Third, operator UX. Used to chatting with a big model, the operator sometimes feels Qwen is "dumber". It is, in a sense. But a dumb model executing inside a seccomp-bpf with CIDR scope and a kill-switch is far less dangerous than a brilliant model with free access to syscalls.

Take-away

If you take one thing from this, let it be this: air-gap isn't a property, it's an architecture. And within that architecture, tool calling is where trust breaks first. Start with the cheapest and most effective, in this order:

  1. Define an explicit CIDR scope per session, not per agent. A Sentinel-equivalent that validates it before every call.
  2. Put every tool execution behind a seccomp-bpf filter with a syscall allowlist. If you don't have Gwaihir, look at bubblewrap, gVisor or nsjail.
  3. Implement a kill-switch that reacts to unexpected egress, not just to suspicious commands. The model will surprise you in the arguments, not in the tool names.
  4. Treat RAG context as untrusted data. Yes, even the stuff you put in yesterday.

That DNS packet never made it anywhere. But the Sentinel log is still in our post-mortem, reminding us that a local agent, with no internet and the best intentions, can try to talk to an invented domain because someone wrote it into a banner six months ago. That's the operational reality. The rest is theater.
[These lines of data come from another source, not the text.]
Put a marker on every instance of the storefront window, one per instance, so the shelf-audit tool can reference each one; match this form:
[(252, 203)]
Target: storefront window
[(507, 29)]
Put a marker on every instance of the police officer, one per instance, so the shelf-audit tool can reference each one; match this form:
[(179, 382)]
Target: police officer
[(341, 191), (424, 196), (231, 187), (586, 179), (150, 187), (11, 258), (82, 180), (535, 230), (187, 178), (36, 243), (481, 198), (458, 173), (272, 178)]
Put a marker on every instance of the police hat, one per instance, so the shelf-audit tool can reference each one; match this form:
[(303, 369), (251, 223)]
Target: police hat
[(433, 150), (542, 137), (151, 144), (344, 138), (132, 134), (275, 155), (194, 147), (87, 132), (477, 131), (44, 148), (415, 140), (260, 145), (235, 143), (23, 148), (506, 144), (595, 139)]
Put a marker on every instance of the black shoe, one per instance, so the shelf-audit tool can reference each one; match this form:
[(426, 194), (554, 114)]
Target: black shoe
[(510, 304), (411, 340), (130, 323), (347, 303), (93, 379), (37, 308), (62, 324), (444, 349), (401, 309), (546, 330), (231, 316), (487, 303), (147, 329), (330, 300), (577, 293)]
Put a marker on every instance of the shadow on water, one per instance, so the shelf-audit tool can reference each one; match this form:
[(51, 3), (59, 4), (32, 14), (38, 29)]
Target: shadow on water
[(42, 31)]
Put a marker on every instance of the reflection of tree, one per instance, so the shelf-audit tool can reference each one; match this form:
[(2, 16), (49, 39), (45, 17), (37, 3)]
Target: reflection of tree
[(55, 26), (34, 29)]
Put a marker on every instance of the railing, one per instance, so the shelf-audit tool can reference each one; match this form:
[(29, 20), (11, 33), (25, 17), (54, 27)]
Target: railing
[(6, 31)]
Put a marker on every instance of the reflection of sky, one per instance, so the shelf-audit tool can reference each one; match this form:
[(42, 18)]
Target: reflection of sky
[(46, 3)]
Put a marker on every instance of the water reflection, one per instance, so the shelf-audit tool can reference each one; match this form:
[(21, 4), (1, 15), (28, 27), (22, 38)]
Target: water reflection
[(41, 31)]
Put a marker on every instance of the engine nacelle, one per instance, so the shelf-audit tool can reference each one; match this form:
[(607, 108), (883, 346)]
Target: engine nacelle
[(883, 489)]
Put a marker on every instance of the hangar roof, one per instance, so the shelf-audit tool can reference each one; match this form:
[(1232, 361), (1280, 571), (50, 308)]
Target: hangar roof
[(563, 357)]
Trust models just enough to do their job. Distrust their context, always.

References

  1. Wu, Z. et al. (2024). The Dark Side of Function Calling: Pathways to Jailbreaking Large Language Models. arXiv:2407.17915.
  2. Wang, H. et al. (2024). From Allies to Adversaries: Manipulating LLM Tool-Calling through Adversarial Injection. arXiv:2412.10198.
  3. Shi, Y. et al. (2025). Log-To-Leak: Prompt Injection Attacks on Tool-Using LLM Agents via Model Context Protocol. OpenReview.
  4. Wei, J. et al. (2025). Securing AI Agent Execution. arXiv:2510.21236.
  5. Patel, R. et al. (2025). Architecting Resilient LLM Agents: A Guide to Secure Plan-and-Execute Patterns. arXiv:2509.08646.